I found books intimidating as a kid. All books. The words inside them, of course. Poetic words were especially daunting. But I do remember being impressed at some point by the poems my peers published in the school literary magazine—impressed less by the poems themselves than by the fact that people my age (13?) believed they could write poems. Noticing that feeling must have primed me in some way to consider the possibility of writing poems for myself. In some ways, I think I wrote my first few poems or lines of poetry just as an adolescent experiment in identity. I didn’t really have any frame of reference for what poems were, but I knew that some people thought they had value. Did I think so? And if I did, could I find a preferable self there in Poetry? The answer continued to be “no” for some time, as my early exposure in the classroom to “real” poems confirmed suspicions that literary language was not about any life I could smell, taste, or otherwise imagine and therefore must not be about me.
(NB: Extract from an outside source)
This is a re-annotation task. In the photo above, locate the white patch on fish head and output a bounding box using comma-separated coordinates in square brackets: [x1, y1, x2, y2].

I slowly came around to Shakespeare and to some novels, but all verse felt kind of like what Alexander Pope still feels like: elevated for unfathomable reasons, filled with rhymes like “clos’d / compos’d” and “adorn’d / mourn’d.”
I persisted in writing poems, nevertheless, for reasons I can’t quite articulate now, but I don’t think I really felt “permission” or saw a true point of egress until I read William Carlos Williams’s “This is Just to Say,” and I still remember that moment vividly. My English teacher told the class to flip through the Norton Anthology and find a poem that we liked. Then, he went around the room and had us explain what we thought the poem was about and why we liked it. Typically, I would have hated that sort of task, but I stumbled on the poem as if I’d stumbled into Williams’s actual kitchen. The poem’s mundanity seemed all wrong to my notion of literary propriety, but in that mild transgression—in the context of this poem that I found curiously moving—I could feel those faulty notions getting annulled. At the time, I was impressed by the spareness of the language, what I took to be the naturalness of the voice, and the documentary feeling of calling a refrigerator note a poem. But more than any of that, I was haunted by something being transacted in the poem that was harder to describe. Now, I think I’d call it the melancholy tone and the work that tone is doing to communicate something about love, absence, connection, and isolation. The poem is ultimately more about what isn’t there (the plums, the speaker, respect for the beloved’s property) than it is about what was there momentarily (the sensual pleasure of something “so sweet / and so cold” or the speaker’s remorse, however genuine). All that is really left is a way of speaking about what is passing and what has passed, about the limits of our ability to share the world even with those we love the most, dashed off with a perfunctory “just.”
How much of this—the very subtle irony of the poem’s humility, for example—was available to me in that first reading is hard to account for, but basically, I’ve never stopped thinking about this poem and the depth of the feelings and questions it prompted in me—the little vision it opened up for me. The poem gave me permission to look at poetry as an instrument for touching elements of life that I intuitively knew were there (or palpably missing) between the details of commonplace experience and just below the phenomenal clamor—a lease I’m still exploring.